After 15 years of service to the NRAA, Jo Oliver has finished up with the national office.
In a sport built on precision, discipline and consistency, Jo has been the precision behind the scenes for years. Many people across Australia’s fullbore community will know her name, and many more will have been helped by her work without ever seeing the full extent of what she carried. Jo’s contribution has often been visible in outcomes, but rarely acknowledged in the moment.
Across more than a decade and a half, Jo has supported the NRAA through multiple Executive Officers, shifting priorities, changing systems, and the natural turnover of committees and volunteers across State and Territory bodies. Through all of that change, Jo has been the constant. She has quietly held the national office together, maintained order when things were moving quickly, and brought calm and accuracy to the work that keeps a federated sport functioning day to day.

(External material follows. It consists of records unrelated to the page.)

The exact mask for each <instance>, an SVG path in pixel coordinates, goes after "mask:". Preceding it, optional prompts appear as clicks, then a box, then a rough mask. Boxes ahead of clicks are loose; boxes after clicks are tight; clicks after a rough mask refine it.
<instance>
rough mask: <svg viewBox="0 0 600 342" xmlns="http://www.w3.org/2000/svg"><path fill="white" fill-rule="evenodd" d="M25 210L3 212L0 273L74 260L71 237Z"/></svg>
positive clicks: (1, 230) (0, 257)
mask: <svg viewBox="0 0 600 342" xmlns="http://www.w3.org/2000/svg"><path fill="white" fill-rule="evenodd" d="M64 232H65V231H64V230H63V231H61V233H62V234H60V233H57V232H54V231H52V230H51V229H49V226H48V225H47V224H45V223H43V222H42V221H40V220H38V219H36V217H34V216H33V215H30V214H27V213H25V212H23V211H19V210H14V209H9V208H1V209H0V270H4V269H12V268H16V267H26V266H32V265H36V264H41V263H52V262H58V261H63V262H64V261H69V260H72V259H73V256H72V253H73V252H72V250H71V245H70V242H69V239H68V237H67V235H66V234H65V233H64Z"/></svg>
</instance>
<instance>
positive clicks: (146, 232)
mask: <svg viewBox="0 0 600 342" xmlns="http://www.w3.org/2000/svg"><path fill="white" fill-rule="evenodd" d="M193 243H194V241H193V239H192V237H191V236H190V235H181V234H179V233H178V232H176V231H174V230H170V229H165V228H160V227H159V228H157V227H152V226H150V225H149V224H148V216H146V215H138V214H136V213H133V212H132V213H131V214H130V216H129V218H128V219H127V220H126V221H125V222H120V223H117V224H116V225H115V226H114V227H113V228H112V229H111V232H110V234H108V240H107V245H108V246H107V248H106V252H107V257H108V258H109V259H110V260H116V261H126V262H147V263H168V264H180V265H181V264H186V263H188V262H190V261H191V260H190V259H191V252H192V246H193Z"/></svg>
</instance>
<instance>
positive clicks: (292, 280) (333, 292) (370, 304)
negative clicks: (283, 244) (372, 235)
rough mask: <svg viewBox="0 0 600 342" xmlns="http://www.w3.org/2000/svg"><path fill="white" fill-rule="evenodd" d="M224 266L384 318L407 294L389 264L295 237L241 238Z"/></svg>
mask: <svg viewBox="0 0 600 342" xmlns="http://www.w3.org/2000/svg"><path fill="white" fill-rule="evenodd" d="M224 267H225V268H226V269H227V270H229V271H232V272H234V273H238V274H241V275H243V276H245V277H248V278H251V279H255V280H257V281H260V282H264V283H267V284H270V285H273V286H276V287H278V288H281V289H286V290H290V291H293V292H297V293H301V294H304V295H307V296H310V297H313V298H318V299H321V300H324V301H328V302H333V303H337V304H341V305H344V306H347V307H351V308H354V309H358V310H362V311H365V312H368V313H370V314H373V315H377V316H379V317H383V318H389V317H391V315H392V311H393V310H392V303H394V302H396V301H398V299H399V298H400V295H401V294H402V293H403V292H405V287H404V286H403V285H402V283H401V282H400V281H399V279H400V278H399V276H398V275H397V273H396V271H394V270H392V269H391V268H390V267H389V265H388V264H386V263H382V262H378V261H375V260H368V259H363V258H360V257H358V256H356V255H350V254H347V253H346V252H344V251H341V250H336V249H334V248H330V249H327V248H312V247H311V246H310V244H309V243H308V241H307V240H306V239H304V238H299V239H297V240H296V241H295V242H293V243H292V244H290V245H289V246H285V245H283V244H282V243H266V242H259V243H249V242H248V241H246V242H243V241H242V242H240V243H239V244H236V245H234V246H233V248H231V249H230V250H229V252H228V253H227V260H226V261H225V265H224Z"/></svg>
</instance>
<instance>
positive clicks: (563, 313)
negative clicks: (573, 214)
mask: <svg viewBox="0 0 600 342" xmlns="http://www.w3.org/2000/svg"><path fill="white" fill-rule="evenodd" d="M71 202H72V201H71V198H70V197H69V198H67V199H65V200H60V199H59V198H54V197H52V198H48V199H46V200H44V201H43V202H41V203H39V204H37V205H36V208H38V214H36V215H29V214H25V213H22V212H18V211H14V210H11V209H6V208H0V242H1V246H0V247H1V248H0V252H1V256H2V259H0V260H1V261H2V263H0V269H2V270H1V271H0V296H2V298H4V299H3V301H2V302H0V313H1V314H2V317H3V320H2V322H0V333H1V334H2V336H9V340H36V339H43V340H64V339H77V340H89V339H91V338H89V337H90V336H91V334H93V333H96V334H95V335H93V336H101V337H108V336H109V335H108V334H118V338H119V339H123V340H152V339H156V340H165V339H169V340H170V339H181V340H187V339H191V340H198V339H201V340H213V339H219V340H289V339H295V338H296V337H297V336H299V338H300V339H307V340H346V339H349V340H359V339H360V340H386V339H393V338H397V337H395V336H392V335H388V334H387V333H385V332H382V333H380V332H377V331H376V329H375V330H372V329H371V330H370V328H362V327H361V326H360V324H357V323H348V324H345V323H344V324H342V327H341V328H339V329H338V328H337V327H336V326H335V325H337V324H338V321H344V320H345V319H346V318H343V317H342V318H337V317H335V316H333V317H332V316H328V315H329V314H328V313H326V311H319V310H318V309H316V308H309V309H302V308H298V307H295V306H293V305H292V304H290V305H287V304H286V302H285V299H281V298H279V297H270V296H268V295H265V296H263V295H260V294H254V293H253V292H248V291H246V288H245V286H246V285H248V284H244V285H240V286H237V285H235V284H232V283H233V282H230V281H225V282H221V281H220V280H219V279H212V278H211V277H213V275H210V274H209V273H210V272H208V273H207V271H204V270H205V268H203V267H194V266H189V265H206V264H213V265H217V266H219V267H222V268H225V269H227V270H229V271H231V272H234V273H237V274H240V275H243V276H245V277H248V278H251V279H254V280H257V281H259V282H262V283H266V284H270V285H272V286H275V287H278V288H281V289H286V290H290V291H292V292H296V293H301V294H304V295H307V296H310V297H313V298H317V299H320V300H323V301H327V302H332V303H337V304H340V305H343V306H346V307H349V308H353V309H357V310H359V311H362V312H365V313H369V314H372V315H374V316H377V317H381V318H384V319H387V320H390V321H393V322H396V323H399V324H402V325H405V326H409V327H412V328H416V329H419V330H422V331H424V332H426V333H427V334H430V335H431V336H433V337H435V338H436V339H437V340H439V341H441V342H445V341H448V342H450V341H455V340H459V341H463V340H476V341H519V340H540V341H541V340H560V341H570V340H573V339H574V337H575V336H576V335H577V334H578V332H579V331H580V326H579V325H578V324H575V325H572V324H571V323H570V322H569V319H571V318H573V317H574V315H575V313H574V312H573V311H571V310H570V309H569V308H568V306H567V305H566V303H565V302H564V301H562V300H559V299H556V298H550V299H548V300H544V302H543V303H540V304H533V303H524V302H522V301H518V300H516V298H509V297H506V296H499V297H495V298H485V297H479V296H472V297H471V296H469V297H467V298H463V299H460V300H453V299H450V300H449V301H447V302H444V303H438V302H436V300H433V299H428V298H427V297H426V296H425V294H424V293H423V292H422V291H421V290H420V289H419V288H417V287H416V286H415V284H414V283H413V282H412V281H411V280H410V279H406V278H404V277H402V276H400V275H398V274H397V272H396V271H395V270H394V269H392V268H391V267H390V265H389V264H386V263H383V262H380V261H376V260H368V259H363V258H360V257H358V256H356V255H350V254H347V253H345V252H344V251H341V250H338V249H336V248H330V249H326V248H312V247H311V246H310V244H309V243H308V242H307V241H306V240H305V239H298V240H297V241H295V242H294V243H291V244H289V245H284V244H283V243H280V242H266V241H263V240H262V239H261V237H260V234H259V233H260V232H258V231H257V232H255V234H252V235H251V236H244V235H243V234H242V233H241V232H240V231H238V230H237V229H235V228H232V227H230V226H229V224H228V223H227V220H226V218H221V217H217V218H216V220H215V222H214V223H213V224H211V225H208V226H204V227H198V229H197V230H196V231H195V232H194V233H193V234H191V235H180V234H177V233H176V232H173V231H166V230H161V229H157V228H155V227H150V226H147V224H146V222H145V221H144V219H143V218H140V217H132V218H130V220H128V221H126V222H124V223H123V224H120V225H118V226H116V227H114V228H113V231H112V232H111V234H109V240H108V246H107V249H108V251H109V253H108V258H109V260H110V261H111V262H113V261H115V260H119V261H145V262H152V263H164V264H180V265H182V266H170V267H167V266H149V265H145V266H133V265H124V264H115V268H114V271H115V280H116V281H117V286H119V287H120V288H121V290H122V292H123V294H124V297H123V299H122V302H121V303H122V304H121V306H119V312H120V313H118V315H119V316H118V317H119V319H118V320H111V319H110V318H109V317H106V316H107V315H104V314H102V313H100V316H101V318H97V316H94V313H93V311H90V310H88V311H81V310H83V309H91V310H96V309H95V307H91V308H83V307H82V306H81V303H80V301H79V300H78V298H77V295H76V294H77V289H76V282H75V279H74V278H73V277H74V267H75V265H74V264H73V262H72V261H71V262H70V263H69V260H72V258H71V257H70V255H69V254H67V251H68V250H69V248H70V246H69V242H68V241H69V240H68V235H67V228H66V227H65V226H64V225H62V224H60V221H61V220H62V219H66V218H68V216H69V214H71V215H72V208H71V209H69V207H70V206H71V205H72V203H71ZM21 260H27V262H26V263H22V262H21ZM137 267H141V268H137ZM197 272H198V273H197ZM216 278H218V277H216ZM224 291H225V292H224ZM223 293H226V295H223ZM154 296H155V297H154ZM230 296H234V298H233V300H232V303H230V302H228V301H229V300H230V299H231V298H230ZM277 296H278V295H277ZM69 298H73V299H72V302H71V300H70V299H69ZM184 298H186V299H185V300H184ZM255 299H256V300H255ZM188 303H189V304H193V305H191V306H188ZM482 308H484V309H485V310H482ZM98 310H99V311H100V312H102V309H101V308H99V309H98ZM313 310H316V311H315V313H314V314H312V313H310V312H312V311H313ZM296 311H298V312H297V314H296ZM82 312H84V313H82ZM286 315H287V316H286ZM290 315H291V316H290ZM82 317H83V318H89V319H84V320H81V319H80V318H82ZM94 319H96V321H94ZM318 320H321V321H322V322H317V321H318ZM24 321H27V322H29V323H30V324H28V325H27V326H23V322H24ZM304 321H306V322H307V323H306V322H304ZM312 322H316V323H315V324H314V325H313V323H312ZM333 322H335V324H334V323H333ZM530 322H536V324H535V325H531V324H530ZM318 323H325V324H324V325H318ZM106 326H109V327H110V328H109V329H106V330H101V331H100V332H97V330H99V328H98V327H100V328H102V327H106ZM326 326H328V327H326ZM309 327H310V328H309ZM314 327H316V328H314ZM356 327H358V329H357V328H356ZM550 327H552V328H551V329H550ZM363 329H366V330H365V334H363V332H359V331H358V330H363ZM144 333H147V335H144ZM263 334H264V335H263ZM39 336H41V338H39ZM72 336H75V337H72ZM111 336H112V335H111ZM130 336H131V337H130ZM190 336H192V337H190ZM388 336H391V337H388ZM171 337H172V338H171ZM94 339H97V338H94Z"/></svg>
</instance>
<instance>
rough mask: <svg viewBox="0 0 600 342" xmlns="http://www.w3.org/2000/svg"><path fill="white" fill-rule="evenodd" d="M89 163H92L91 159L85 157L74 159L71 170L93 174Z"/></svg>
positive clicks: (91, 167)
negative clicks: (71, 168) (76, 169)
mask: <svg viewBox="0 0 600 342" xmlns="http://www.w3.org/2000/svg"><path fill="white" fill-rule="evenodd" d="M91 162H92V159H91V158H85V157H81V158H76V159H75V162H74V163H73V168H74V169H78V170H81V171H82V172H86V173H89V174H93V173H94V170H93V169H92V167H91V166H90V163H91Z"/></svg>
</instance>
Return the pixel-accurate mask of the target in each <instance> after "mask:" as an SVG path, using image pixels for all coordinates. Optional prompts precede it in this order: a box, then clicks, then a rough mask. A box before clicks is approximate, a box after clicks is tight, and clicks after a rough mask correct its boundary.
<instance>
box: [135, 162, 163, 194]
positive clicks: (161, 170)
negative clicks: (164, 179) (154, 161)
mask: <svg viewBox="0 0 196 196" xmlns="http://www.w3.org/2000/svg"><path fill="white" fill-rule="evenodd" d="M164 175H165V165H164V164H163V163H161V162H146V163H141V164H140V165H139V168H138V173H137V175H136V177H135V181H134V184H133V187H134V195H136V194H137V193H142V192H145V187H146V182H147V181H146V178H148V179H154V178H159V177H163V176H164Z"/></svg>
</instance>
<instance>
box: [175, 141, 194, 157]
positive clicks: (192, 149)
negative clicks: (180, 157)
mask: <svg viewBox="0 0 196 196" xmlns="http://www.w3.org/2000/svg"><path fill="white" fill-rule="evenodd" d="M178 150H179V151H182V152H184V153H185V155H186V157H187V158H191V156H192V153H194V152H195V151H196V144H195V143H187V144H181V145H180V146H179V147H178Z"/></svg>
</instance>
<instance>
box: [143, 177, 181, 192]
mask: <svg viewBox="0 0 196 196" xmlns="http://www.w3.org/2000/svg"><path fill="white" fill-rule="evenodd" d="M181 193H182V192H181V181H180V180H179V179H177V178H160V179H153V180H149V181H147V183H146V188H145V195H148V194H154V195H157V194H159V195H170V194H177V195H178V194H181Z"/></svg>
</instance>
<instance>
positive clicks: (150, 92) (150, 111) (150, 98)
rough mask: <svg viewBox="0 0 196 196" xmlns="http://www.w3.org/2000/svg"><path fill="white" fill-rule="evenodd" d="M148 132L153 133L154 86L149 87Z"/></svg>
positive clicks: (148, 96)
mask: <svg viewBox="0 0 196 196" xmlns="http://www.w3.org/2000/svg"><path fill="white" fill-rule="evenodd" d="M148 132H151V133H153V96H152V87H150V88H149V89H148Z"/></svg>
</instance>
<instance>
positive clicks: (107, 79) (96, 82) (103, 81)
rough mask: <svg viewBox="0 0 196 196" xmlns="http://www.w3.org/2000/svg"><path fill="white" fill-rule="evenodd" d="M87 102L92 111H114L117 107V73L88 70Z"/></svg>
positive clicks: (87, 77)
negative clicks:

Jo’s impact can’t be reduced to one project or one season. It is found in the thousands of practical things that keep the sport running smoothly: the member enquiries answered properly, the records and registers kept accurate, the documentation filed and retrievable, the administrative workflows completed on time, and the everyday coordination that allows volunteers, clubs and associations to focus on delivering the sport. Her standard has always been professional, consistent and dependable. In a discipline where details matter, Jo has made the details matter.
What stands out most, however, is not just reliability. It is care. Jo has cared about the sport and the people in it. That care has shown up in the way she has dealt with members and volunteers, the patience she has brought to difficult moments, and the genuine effort she has put into helping others find a way forward. Jo has regularly gone above and beyond what her role required because she wanted the sport to be supported properly, even when that work was unseen.
Jo is also a private person. She has never sought the spotlight. More often than not, she has pushed recognition onto others and kept her focus on enabling the work behind the scenes. That is exactly why it matters that we pause and acknowledge her properly now. This is Jo’s time to be recognised by the sport she has supported so faithfully.
While we are genuinely sad to see Jo leave, we are grateful for the years she has given to the NRAA and to Australian fullbore target rifle shooting. As a sport, we cannot thank her enough.
Jo, thank you for 15 years of precision, professionalism and care. We wish you all the very best for what comes next.